Much of the economic news out of Japan these days is unusually good. Growth has picked up. Joblessness is practically nonexistent. The country even appears to be tackling some of its long-term problems. The government is breaking with its often protectionist past and finalizing a major free trade pact with the European Union.

Yet there are also troubling signs that government and business leaders still haven't learned enough from 25 years of economic drift and decay. The latest example is the saga surrounding the sale of Toshiba's chip unit. Last week, Toshiba Corp. announced it preferred a bid made by a consortium that includes a Japanese state-backed investment fund, the Innovation Network Corp. of Japan, and a state-owned development bank. If it goes through, the deal would hand the Japanese government a major role in Toshiba's chip business.

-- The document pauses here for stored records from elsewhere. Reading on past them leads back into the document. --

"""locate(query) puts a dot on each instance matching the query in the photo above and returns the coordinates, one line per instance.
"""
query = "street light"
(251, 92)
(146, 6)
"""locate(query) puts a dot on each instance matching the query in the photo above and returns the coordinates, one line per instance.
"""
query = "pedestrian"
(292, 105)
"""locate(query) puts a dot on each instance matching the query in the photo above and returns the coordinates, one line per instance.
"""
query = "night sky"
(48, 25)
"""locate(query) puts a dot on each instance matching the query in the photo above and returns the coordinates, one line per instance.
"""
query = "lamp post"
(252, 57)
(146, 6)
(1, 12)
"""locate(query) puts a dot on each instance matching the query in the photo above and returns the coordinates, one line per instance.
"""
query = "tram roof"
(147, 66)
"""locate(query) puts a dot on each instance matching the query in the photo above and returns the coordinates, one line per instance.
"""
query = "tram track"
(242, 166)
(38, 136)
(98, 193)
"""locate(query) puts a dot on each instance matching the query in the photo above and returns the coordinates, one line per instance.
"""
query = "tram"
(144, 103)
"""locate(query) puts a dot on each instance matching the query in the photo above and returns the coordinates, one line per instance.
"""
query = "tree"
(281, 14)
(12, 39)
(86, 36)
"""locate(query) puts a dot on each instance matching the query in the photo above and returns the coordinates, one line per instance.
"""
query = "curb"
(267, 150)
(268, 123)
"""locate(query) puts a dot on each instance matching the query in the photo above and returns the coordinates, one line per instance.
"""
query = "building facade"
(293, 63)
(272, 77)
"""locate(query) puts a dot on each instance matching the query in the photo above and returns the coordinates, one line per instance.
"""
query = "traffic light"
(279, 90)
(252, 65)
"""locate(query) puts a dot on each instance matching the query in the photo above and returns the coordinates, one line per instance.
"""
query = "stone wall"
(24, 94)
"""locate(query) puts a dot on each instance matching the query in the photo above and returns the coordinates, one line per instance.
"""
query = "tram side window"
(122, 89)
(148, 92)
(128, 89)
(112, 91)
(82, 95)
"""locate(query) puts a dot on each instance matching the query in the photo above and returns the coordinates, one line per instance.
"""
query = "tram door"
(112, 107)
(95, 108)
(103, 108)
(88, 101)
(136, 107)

During Japan's go-go years, bureaucrats similarly tried to engineer industrial progress by directing finance to favored sectors, protecting nascent businesses and generally ordering around private enterprise for the perceived national good. That system contributed — somewhat — to the country's rapid postwar development. But as the economy advanced, meddlesome bureaucrats became a problem, not a solution. Their continued interference has misallocated financial resources, kept unproductive "zombie" firms alive and dragged down the economy's potential. There is near-universal agreement among Japan experts that the bureaucracy has to get out of the way for good if the economy is to improve.